Die Polizei könne nicht feststellen, was die Todesursache sei, sondern ob es Hinweise auf Fremd- oder Eigenverschulden gebe. Das ist laut Wesa, der selbst mal Leiter der Tatortgruppe war, der Dreh- und Angelpunkt dieser Todesursachenermittlungen.

In den seltensten Fällen stecke ein Verbrechen dahinter. Aber: „Es gibt durchaus Fälle, die der Aufklärung bedürfen“, sagt Wesa. In diesem Jahr habe sein Team bereits fast ein halbes Dutzend Obduktionen veranlasst.

Ein Mann im mittleren Alter bricht unvermittelt zusammen und stirbt, der hinzugezogene Notarzt kreuzt unter dem Stichwort „ungeklärte Todesursache (plötzlicher unerklärlicher Tod eines gesunden Menschen)“ das Feld „Meldepflicht“ an. Der tragische Fall des Landrats ist laut Wesa ein klassisches Beispiel. „Das ist nicht außergewöhnlich, das kommt regelmäßig vor.“

Weitere Gründe für Meldepflicht sind zum Beispiel Anhaltspunkte für Tod durch Selbstmord sowie durch ärztliche oder pflegerische Fehlbehandlung, Eintritt des Todes während einer Operation oder innerhalb von 24 Stunden danach - oder auch Tod in amtlichem Gewahrsam. Auch ein plötzlicher Kindstod ruft Wesa und seine Leute auf den Plan.

Todesermittlung sei jene Arbeit, die am meisten belaste, sagt der Polizeihauptkommissar. Besonders wenn es um Kinder gehe. Er habe noch jede Todesermittlung im Detail in Erinnerung, wo es zum Beispiel um plötzlichen Kindstod ging. Doch belastend ist es nicht nur, weil es um einen toten Menschen geht. Hinzu kommt, dass man es mit den geschockten und emotionalen Angehörigen zu tun hat.

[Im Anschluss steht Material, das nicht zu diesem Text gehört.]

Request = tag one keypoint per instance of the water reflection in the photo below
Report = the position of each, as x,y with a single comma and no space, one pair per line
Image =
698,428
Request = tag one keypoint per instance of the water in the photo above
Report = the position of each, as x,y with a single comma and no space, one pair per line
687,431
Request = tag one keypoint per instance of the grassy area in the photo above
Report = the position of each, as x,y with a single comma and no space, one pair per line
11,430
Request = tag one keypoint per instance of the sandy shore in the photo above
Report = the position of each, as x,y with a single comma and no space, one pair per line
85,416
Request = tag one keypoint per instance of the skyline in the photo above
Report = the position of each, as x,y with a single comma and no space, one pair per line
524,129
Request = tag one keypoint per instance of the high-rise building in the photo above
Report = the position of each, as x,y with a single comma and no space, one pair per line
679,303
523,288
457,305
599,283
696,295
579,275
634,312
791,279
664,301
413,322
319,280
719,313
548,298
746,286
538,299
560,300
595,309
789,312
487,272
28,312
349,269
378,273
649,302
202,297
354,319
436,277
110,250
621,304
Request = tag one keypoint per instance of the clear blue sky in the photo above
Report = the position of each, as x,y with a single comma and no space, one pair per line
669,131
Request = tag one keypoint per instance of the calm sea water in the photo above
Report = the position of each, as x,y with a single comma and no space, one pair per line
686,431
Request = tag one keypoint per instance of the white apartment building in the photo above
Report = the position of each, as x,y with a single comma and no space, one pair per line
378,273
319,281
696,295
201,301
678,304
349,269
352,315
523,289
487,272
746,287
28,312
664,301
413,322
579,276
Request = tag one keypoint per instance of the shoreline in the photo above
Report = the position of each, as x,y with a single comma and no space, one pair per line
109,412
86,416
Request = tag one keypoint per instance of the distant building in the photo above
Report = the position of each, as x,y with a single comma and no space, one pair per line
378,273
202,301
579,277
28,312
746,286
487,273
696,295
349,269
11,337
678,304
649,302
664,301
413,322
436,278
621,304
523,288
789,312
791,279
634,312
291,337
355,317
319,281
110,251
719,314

So müssen Wesa und seine Leute den Angehörigen oft zunächst erläutern, warum sie jetzt plötzlich vor der Tür stehen. Immerhin geht es um das höchsten Rechtsgut, das ein Mensch hat: sein Leben. „Wir wissen, wie belastend das für Angehörige ist.“ Deshalb sorge die Polizei für eine schnelle Bearbeitung der Todesursachenermittlung. Auch damit die Menschen nicht zu lange auf die Bestattung warten müssen.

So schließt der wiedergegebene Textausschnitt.